Q: Have you ever wrote a poem or a song that provoked an emotion from you as you were reciting/ performing it? Did it make you cry as you listened to what you were saying?

Travel. Sudden lightning flash in daylight.

A word others use. “So from today I’m

trav’lin’ light.” As in atoms. The white

flash of a device going off. My grime

and bits settling down on your surprised

face. You. Someone had to plant these ghastly

boxes under this hill’s skin. You surmised

there are hundreds. Children have already

stumbled on four. We. Travel with me here.

I want you here when I mess up. Just once.

Wave your hands. Call out my name. You can hear

the light. Count the seconds. The short distance

it takes to get to you. A blur. Crayon

red. I rise up and all at once I’m gone.

The line, “So from today I’m/ travelin’ light,” comes from a Billie Holiday classic.

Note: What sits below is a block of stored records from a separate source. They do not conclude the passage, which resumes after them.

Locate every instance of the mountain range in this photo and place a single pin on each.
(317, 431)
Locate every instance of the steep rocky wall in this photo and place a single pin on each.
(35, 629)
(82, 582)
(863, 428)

The background for this poem happened around 12 or 13 years ago when I had exchanged a couple of emails with a volunteer landmine deminer in the Artsakh (Nagorno-Karabakh) region of Armenia who talked about losing a friend whose device that she had been trying to defuse went off. “She was there and then she wasn’t.” That image stayed with me for a very long time. I’ve done a lot of things in life but nothing compares to those people who are forced to deal with all the unexploded ordnance left behind, often decades later, due to somebody else’s war.

The United Nations estimates that there are currently as many as 100 million unexploded landmines buried around the world. Mines are designed to be difficult to locate and their clearance is costly in terms of both money and lives. It is estimated that, in 2021, more than 5,500 people were killed or maimed by landmines, most of them were civilians, half of whom were children.

To answer your question, I wasn’t expecting this sonnet to get to me as it did. I hadn’t gotten choked up when I wrote it. By the time, though, I got to, “Call out my name,” I had developed that sobbing-stutter one gets when trying to talk and not lose it at the same time. It was a very odd sensation.